Esta é a versão do suspeito: conheceu uma pessoa, horas depois matou-a, decapitou-a. PJ aponta para "razões de índole pessoal" e não "de tráfico"

O caso espantou Portugal. Suspeito entregou-se voluntariamente num hospital - levava uma mochila com a cabeça da vítima

O alerta chegou na quarta-feira de manhã. No largo de São Domingos, em Lisboa, tinha sido encontrado um corpo de um homem, decapitado, sem que a cabeça da vítima estivesse no local.

A PSP foi chamada e a investigação acabaria por ser entregue à Polícia Judiciária, que, segundo o comunicado enviado esta sexta-feira às redações, identificou a vítima: um cidadão estrangeiro, de 34 anos, em situação regular no país.

De acordo com a Polícia Judiciária, o crime aconteceu na noite de 29 para 30 de julho.

O suspeito do crime, um homem estrangeiro de 29 anos, acabaria por ser detido depois de entregar a cabeça - que transportava embrulhada em prata numa mochila - no hospital de São José, em Lisboa.
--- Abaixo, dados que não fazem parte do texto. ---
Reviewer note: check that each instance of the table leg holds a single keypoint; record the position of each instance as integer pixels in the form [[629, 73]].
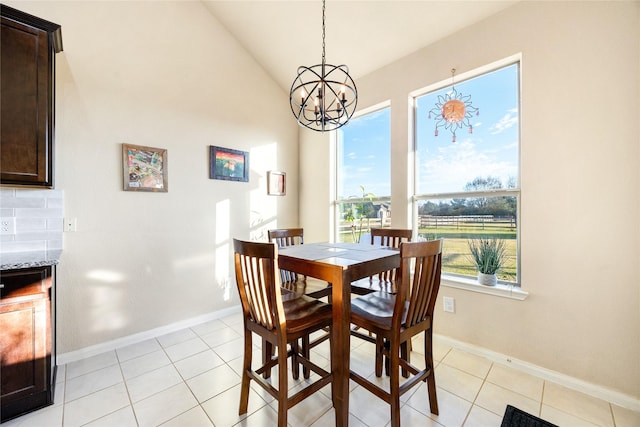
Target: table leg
[[341, 300]]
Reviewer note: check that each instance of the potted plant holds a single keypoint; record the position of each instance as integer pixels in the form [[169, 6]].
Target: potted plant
[[489, 254]]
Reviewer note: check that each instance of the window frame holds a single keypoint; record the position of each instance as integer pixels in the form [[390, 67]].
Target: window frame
[[510, 289]]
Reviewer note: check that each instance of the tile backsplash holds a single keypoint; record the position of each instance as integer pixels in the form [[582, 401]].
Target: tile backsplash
[[31, 220]]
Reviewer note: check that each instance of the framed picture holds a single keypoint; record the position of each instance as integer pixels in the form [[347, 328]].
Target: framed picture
[[144, 168], [276, 183], [228, 164]]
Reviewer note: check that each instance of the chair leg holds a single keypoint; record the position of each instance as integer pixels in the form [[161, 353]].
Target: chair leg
[[379, 355], [295, 363], [267, 354], [283, 388], [306, 372], [431, 379], [404, 355], [394, 383], [246, 366]]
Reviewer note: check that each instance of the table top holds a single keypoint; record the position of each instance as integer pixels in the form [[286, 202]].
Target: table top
[[340, 253]]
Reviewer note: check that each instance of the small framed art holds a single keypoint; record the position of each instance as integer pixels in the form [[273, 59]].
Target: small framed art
[[228, 164], [276, 183], [144, 168]]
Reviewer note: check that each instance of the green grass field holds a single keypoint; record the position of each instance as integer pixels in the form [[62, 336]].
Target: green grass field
[[456, 256]]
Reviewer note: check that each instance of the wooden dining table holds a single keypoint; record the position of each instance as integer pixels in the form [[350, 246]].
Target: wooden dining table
[[339, 264]]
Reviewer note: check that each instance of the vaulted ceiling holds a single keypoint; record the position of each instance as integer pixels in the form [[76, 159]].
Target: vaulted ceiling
[[363, 34]]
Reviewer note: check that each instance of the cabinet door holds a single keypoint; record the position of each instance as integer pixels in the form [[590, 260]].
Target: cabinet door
[[26, 152], [25, 341]]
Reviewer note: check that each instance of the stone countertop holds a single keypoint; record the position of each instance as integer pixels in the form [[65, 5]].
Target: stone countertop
[[14, 260]]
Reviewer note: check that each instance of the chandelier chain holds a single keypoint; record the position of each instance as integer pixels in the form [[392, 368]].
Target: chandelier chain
[[323, 31]]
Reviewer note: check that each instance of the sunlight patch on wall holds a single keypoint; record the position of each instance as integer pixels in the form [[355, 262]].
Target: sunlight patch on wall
[[105, 276], [223, 278], [198, 261], [223, 221], [264, 208]]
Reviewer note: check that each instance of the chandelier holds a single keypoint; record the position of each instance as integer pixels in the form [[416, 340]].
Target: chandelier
[[323, 97], [453, 110]]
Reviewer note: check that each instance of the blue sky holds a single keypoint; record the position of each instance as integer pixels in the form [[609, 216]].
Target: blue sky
[[442, 165]]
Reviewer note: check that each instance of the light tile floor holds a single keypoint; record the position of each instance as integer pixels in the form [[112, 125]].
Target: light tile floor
[[191, 378]]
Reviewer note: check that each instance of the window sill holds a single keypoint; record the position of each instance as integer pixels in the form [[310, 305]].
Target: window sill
[[501, 289]]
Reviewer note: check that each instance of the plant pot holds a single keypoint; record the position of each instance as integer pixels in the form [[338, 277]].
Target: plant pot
[[487, 279]]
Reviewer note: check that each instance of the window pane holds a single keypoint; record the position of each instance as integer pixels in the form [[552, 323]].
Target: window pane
[[363, 159], [491, 150], [357, 218], [459, 220]]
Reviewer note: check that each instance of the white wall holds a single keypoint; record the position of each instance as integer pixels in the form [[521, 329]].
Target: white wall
[[580, 184], [167, 75]]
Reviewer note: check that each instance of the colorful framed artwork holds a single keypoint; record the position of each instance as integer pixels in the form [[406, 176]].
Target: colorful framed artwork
[[144, 168], [276, 183], [228, 164]]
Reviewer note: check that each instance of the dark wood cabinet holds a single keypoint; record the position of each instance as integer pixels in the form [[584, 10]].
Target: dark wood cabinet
[[29, 45], [27, 340]]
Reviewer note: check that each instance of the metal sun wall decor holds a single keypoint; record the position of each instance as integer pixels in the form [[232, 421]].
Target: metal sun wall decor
[[323, 97], [453, 110]]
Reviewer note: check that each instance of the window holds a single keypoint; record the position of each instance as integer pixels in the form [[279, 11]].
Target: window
[[363, 175], [470, 188]]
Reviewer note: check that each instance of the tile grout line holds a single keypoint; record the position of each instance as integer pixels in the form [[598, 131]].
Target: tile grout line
[[126, 387]]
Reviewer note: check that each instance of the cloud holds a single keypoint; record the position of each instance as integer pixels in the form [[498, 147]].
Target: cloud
[[510, 119], [452, 166]]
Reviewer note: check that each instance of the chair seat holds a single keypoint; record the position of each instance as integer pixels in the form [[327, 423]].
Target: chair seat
[[375, 309], [308, 286], [303, 312], [368, 285]]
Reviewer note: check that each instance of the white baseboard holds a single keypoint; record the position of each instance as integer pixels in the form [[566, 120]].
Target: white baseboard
[[93, 350], [600, 392]]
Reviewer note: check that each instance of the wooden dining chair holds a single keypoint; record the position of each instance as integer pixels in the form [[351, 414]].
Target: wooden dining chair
[[394, 320], [385, 281], [309, 286], [279, 320]]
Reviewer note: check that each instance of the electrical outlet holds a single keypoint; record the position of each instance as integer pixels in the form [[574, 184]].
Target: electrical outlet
[[449, 304], [70, 224]]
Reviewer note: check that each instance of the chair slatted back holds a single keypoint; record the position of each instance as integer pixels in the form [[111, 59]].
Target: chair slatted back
[[255, 265], [284, 237], [391, 237], [421, 289]]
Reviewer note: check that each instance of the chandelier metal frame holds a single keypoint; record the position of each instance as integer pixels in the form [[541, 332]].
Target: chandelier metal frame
[[323, 97]]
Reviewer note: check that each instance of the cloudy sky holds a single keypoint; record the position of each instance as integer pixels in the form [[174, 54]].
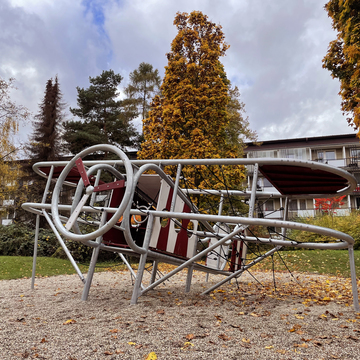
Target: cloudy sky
[[275, 55]]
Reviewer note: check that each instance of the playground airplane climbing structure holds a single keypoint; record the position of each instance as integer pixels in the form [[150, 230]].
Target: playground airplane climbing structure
[[149, 209]]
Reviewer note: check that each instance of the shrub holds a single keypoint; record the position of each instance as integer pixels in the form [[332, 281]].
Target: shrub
[[18, 240]]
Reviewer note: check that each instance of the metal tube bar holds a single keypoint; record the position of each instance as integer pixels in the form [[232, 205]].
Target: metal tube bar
[[176, 187], [73, 263], [244, 268], [37, 227], [138, 281], [194, 258], [353, 279], [35, 251]]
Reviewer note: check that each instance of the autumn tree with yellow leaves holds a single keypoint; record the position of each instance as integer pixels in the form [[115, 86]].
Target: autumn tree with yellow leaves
[[11, 115], [343, 56], [198, 114]]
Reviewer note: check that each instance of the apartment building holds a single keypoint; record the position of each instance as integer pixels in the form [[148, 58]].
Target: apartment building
[[336, 150]]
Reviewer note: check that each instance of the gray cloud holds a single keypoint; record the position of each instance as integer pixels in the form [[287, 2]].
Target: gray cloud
[[275, 54]]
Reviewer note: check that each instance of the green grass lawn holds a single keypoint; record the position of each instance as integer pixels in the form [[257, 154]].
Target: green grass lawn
[[14, 267], [331, 262]]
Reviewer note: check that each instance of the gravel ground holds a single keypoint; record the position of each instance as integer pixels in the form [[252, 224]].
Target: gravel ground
[[51, 322]]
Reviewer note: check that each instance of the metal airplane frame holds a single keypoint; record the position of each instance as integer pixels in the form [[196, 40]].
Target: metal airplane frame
[[136, 208]]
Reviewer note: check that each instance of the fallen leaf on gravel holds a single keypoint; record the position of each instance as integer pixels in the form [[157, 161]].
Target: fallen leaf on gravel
[[151, 356], [186, 345], [224, 337], [317, 343], [305, 340], [352, 337], [295, 327], [255, 315]]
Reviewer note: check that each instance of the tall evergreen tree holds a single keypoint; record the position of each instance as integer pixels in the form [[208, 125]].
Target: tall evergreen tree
[[45, 140], [11, 116], [144, 85], [44, 145], [105, 119]]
Às autoridades confessou o homicídio, descrevendo-o em pormenor - e a mutilação do corpo da vítima, que diz ter cometido com uma faca de cozinha de dimensão média que guarda na casa onde vive.

Revelou ainda que conheceu a vítima na noite do crime e desentenderam-se ao fim de algumas horas - tendo o homicídio e a mutilação do corpo, com o corte integral da cabeça, ocorrido em plena rua, durante a madrugada, sem testemunhas.

"Na tarde de 31 de julho, o suspeito apresentou-se voluntariamente numa unidade hospitalar de Lisboa, transportando consigo uma cabeça humana que afirmou querer entregar. Após comunicação desse facto pela PSP, a PJ submeteu o suspeito a um conjunto de diligências de prova, cujas conclusões indiciavam-no como sendo o autor material dos factos. Foram, ainda, apreendidos diversos objetos com interesse probatório, entre eles a faca que se presume tenha sido utilizada na consumação do crime. De igual forma, também foram colhidos elementos que apontam no sentido da cabeça humana pertencer à vitima", lê-se no comunicado da PJ.

A PJ adianta ainda que "subjacente à prática dos factos estarão razões de índole pessoal, apesar do conhecimento entre ambos ser temporalmente muito próximo da ocorrência". "Não foi recolhido qualquer indício que relacionasse o crime com o tráfico ou o consumo de estupefacientes."

O homem é suspeito dos crimes de homicídio qualificado, profanação de cadáver e posse de arma proibida. Vai ser presente a tribunal esta sexta-feira.